Governor Gavin Newsom has opposed tuition increases, instead allotting a 3 percent base funding increase for the UC and California State University systems to close budget gaps deepened by the pandemic. That amounts to a roughly $1.3 billion funding increase for the ten campuses of the UC system—its largest ever single-year increase.
Lieutenant Governor Eleni Kounalakis tweeted her reaction to the Regents’ vote this afternoon saying that she was “disappointed,” and that “it’s the wrong time to ask students and families to pay more.”
Yet, the Board of Regents voted to continue with its Tuition Stability Plan. In a report on the increases, the Board estimates a 4.2 percent (or $534) increase in tuition and student services fees for the incoming freshman class of 2022-23, which it argues would in fact keep tuition increases lower for subsequent incoming classes. Moreover, the report argues that the plan would reduce student debt by $1,746 compared to leaving tuition rates unchanged.
Student debt remains a major concern for the UC system and its matriculates alike. An October 2020 report by the Institute for College Access and Success (TICAS) found that 62 percent of college seniors graduating in 2019 had some amount of student loans, and owed an average of $28,950 nationwide. The report further highlights a racial gap in student debt, stating that for the class of 2016, Black graduates “had almost $8,000 more in cumulative debt than white graduates, up from a gap of $5,100 at the beginning of the Great Recession in 2008.”

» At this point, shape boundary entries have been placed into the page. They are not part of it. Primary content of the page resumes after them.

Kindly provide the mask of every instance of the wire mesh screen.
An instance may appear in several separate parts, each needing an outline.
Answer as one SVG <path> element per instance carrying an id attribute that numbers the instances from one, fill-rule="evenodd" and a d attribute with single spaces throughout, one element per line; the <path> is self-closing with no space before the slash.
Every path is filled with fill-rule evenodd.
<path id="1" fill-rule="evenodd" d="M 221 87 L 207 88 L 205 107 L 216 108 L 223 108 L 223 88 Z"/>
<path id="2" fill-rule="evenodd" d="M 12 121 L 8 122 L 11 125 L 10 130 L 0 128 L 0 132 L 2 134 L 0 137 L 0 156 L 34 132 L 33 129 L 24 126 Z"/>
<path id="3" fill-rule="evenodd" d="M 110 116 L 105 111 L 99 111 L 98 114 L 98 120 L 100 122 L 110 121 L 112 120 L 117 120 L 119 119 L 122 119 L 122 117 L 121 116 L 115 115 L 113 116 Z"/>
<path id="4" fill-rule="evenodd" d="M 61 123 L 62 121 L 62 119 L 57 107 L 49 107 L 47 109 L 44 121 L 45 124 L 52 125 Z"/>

According to the UC Regents, 56 percent of undergraduates pay no tuition, even though 6 percent of undergrads receiving financial aid experience homelessness during at least one year of their attendance. The Board approved an amendment to the plan that would reinvest 45 percent of revenue from the new tuition hikes back into students in the form of increased aid.

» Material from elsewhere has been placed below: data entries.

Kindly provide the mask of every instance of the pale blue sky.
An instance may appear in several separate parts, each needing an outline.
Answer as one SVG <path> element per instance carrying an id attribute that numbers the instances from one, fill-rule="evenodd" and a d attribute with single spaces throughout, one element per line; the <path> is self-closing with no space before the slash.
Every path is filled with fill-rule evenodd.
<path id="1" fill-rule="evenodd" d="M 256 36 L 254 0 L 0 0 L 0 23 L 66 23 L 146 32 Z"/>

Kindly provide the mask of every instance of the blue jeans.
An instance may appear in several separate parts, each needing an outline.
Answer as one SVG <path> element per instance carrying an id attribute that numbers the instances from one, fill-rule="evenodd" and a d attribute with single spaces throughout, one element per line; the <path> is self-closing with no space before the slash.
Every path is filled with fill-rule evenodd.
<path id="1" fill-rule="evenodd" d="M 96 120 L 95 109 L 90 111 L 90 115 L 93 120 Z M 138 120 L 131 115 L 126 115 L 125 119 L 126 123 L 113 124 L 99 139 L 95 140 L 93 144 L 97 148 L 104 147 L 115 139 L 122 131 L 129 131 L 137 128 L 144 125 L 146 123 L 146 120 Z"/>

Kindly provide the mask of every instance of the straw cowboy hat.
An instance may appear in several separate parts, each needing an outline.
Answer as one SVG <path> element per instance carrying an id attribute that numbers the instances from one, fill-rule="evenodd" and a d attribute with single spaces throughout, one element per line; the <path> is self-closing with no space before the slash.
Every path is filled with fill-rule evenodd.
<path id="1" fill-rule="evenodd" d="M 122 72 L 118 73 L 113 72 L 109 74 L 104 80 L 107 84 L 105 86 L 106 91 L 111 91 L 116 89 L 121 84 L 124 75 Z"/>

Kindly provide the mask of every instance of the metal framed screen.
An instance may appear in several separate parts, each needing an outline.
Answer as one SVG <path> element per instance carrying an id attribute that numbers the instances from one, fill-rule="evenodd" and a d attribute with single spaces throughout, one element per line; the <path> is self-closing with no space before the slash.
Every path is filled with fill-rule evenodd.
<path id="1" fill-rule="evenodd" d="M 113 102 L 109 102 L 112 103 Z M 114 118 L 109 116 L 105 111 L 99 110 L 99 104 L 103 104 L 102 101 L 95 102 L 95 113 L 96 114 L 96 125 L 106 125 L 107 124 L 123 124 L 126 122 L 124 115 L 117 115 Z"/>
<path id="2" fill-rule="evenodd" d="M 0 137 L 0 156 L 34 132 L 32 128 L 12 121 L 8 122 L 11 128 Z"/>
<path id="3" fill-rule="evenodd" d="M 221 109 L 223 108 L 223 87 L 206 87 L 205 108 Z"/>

“Right as students and families continue to struggle to recover from the adverse impacts of this pandemic, this proposal would lock-in inequitable fee increases for the foreseeable future,” the University of California Student Association said about the proposed plan, which it calls the “Forever Hike.”
Outgoing UCSA president Aidan Arasasingham has repeatedly called on the Board of Regents to tackle the larger issue of college affordability, adding that the tuition increases “will not meet the post-COVID needs of students and families.”
As the Associated Press notes, UC President Michael Drake has said that tuition at UC schools remains lower than comparable public universities across the country (University of Virginia and University of Michigan among them), and that UC tuition increases over the last decade have been a fraction of their counterparts’ increases.